A three month double-blind, placebo-controlled study was performed using probiotic Lactobacillus rhamnosus GR-1 and Lactobacillus reuteri RC-14 capsules administered orally. Inclusion criteria required at least 4 swollen and 4 tender joints and stable medications with no steroids for at least 1 month prior to and during the study. Twenty-nine patients with RA were randomized to treatment. ACR20 responses, serum cytokine levels and safety parameters were assessed.

Results

Fifteen patients were randomized to the probiotic group, and 14 to placebo. Three subjects in the probiotic (20%) and one in the placebo group (7%) achieved an ACR20 response (p= 0.33). There was no statistically significant difference between individual components of the ACR20 criteria. Changes in cytokines favored placebo over probiotic. There was a significant improvement in the Health Assessment Questionnaire (HAQ) score in the probiotic group from visit 1 to visit 3 (p=0.02) but no between-group differences.

Conclusions

Due to inclusion criteria, patients selected for the study had stable RA with chronic synovitis, and thus it may have been difficult for an adjunctive therapy to demonstrate improvement within 3 months. Although probiotics did not clinically improve RA as measured by the ACR20, it is interesting that there was functional improvement seen within the probiotic group compared to placebo.
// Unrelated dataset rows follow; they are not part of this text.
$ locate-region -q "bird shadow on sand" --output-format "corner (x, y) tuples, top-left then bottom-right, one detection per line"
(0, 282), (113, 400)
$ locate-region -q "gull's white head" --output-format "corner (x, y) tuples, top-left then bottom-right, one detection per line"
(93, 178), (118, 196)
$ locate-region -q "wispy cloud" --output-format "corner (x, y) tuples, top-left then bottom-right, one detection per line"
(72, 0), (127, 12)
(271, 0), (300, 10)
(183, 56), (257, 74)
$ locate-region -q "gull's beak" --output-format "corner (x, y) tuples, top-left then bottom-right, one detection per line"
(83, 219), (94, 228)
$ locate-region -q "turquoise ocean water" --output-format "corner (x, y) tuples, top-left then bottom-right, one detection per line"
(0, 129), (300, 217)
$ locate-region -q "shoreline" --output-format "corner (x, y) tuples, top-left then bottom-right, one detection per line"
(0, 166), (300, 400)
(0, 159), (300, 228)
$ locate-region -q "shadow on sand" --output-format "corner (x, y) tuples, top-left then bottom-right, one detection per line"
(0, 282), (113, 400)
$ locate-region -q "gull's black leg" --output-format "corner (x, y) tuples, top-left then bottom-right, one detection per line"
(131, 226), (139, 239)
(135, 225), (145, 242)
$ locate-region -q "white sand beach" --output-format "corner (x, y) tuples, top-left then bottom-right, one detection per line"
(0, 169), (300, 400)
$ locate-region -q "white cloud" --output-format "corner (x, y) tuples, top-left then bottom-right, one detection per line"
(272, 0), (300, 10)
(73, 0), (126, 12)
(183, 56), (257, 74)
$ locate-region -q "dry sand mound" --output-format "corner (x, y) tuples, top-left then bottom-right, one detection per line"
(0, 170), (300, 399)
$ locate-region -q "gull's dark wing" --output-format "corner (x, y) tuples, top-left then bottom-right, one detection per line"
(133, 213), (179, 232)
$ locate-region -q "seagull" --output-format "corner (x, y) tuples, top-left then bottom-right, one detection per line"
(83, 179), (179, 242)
Keywords: rheumatoid arthritis (RA), probiotics, randomized controlled trial, lactobacillus

Background

Rheumatoid arthritis (RA) is the most common inflammatory arthritis affecting approximately 1% of Canadian adults. It has been shown that patients with inflammatory arthritis have increased permeability of the gut due to inflammation of the gastrointestinal (GI) tract [1]. This allows food antigens and potentially harmful micro-organisms to enter the bloodstream. Patients with inflammatory arthritis have been shown to have elevated antibodies to these antigens [2,3], in some cases leading to immune complexes in capillaries supplying the joint capsule [4]. A meta-analysis found a statistically and long-term clinically significant benefit of fasting and a vegetarian diet in RA patients [5], while another study demonstrated that this approach altered the intestinal flora [6].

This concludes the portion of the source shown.